El otro día le escribí a un amigo -argentino- "este país es una broma". Estaba en un camión del Pleistoceno sin cinturones, el conductor había frenado en seco y amenazaba con tirarnos todo a la calle, no llevarnos. Quería cobrar una cantidad muy superior a la acordada con la empresa, y a mi amigo Fede le salió el alemán riguroso que lleva dentro. En la compañía, sorpresa, nadie respondía el teléfono. La Policía sí contestó, estaba en camino. Tardaba, sorpresa, y ahí estábamos los tres. Mi amigo argentino me apretaba por el WhatsApp para que le diéramos el dinero que pedía, porque sería más rápido que tratar de hacer las cosas bien. Para la mesetaria justiciera que hay en mí, eso era inaceptable. Harta de que no fuera la primera vez, escribí, sin pensar, "este país es una broma".

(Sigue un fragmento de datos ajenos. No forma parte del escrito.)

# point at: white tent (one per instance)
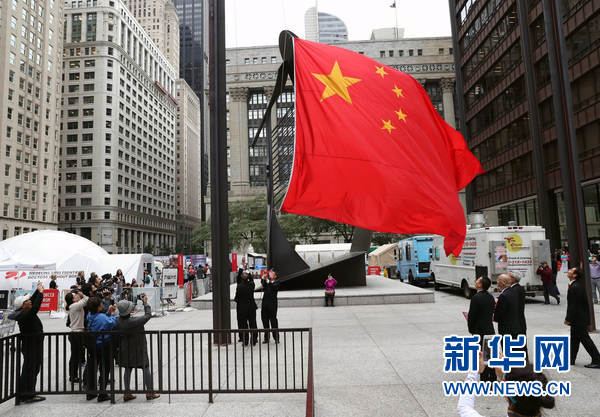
(34, 256)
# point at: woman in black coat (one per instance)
(133, 350)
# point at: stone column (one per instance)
(447, 85)
(239, 142)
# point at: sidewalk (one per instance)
(383, 360)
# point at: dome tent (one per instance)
(34, 256)
(46, 247)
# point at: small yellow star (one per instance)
(398, 91)
(381, 71)
(387, 126)
(401, 116)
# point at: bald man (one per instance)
(507, 308)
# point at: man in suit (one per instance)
(268, 310)
(515, 278)
(246, 307)
(578, 318)
(479, 319)
(507, 308)
(481, 309)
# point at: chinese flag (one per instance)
(372, 151)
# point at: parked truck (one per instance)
(414, 259)
(492, 251)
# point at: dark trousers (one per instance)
(247, 320)
(32, 362)
(329, 299)
(550, 290)
(75, 361)
(99, 361)
(579, 334)
(268, 315)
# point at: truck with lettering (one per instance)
(414, 259)
(492, 251)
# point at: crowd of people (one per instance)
(509, 314)
(91, 307)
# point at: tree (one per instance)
(247, 225)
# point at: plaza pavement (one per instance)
(382, 360)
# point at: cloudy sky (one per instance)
(258, 22)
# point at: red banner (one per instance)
(179, 270)
(50, 300)
(234, 262)
(374, 270)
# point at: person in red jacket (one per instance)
(545, 273)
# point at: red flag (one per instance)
(372, 151)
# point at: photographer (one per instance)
(133, 350)
(75, 304)
(32, 331)
(99, 352)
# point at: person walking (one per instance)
(99, 352)
(330, 284)
(578, 318)
(546, 275)
(133, 349)
(507, 308)
(32, 342)
(246, 307)
(479, 318)
(268, 310)
(595, 275)
(75, 304)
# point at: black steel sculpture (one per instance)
(294, 273)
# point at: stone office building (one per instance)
(117, 174)
(251, 74)
(31, 45)
(510, 117)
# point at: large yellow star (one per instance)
(398, 91)
(401, 116)
(336, 83)
(387, 126)
(381, 71)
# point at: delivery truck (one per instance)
(491, 251)
(414, 258)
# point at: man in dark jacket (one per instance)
(133, 350)
(507, 308)
(515, 278)
(578, 318)
(545, 274)
(481, 309)
(246, 307)
(479, 319)
(268, 310)
(32, 340)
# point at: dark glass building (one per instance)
(506, 111)
(192, 61)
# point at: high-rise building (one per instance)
(117, 184)
(188, 164)
(251, 75)
(159, 20)
(505, 92)
(324, 27)
(193, 67)
(31, 41)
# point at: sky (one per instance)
(258, 22)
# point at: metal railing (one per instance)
(179, 361)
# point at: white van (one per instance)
(492, 251)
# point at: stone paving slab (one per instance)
(378, 291)
(370, 360)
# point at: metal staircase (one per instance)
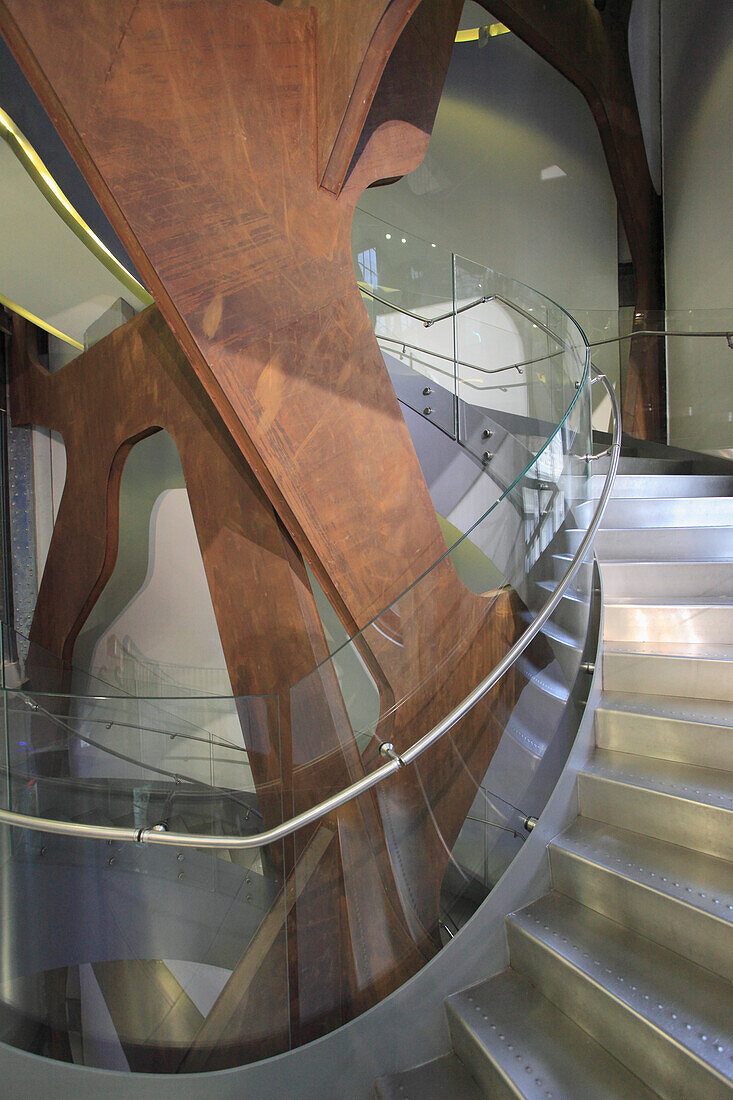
(621, 978)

Cuando metimos la última bolsa en el apartamento, leí un mensaje de mi amigo argentino en el que me emplazaba a disculparme por haber dicho que su país es una broma. Me descolocó, ¡la de veces que yo he dicho, frustrada por algo, que España es una broma! Pero al país propio, como a la madre, lo podemos criticar nosotros, nunca los demás. Cuando otros los critican están criticando también lo que somos en lo más profundo. Y eso duele. Le pedí perdón.

Los porteños se quejan todo el tiempo. El país está en crisis, pero va más allá de eso. Es una queja crónica, la frustración por el país que nunca más fue la Argentina. Un París, un Madrid en el fin sur del mundo. Todos los días alguien me dice que está viendo cómo mudarse a España, que qué hago aquí siendo española. Yo les cuento lo fascinante que me parece Argentina para contarla, la excitación constante que es vivir en Buenos Aires. No les convenzo. Pero, ay, si se me ocurre deslizar alguna crítica más o menos ligera sobre la vida aquí. Ahí, a la conversación le sale una bandera celeste con Sol de Mayo en lo más alto.

Durante una semana, me pareció una buena idea hablar del ataque al autobús de Boca Juniors con los taxistas. Les contaba que estuve en el estadio, que fue un día muy absurdo y triste, que el fútbol argentino exhibió su peor cara ante el mundo. Me dijeron de todo. El taxista uno, que peor era lo nuestro (lo de los españoles) que habíamos ido a esas tierras a masacrar pueblos enteros. El taxista dos, que peor era la ETA que, según su desinformación, sigue matando aunque no se cuente. El taxista tres, que peor están en Estados Unidos, donde vas al cine con tus hijos y os matan a todos con una pistola. El taxista cuatro, que bah, eso pasa en todas partes, porque a su primo le robaron el celular en Barcelona.

Yo me callé las cuatro veces, aprendí hace mucho que con el nacionalismo no se habla. Parece que, si eres extranjero, no tienes derecho a quejarte. La queja es un derecho exclusivo de los nacionales, como el voto. Si no te gusta, vete, te acaban diciendo, de manera más o menos sutil. Y cómo les explicas que quejarte de algo concreto no anula todas las cosas que sí te gustan o que puedes quedarte en un lugar que no te gusta del todo. Pese a eso o precisamente por eso. Que has venido a contarlo y que aquí las crónicas se escriben solas. La escritura siempre ha sido buena amiga de la imperfección.

No he encontrado un lugar en el mundo donde se viva mejor que en España, pero España tampoco me gusta del todo. No me gusta el desempleo, no me gustan la mediocridad y el enchufismo, no me gusta que las maten en cada informativo. Los españoles criticamos a España como nadie, supongo que por una mezcla de relación compleja con los símbolos y de complejo histórico en una Europa en la que siempre hemos sido diferentes. La criticamos injustos e inconscientes muchas veces del privilegio implícito al pasaporte. En Estados Unidos echaba de menos mi café con tortilla en el bar, en Argentina echo de menos poder llevar el móvil fuera del sujetador. Nuestro normal es un normal desde el que casi cualquier comparación será odiosa para nosotros y el que nos escucha. Yo creo que toleramos mejor la crítica al país que otros, pero tampoco me atrevo a jurarlo. Me harta profundamente que a mi alrededor se pongan a imitar cómo hablamos el español, es una burla pesada que a la quinta vez deja de tener gracia. Si tengo una patria, es esta lengua, me la respetan. Me saca de quicio que digan que "en Madrid todos son fachos" y en Barcelona todos santos. No me gustó nunca oír a amigos franceses hablar de España como si los cuarenta últimos años no hubieran pasado (felicidades, Constitución). Así que supongo que no, a mí tampoco me gustaría que mi amigo argentino dijera que España es una broma. Aunque yo también crea que lo es a veces (y de muy mal gusto, ultraderecha Vox, doce diputados).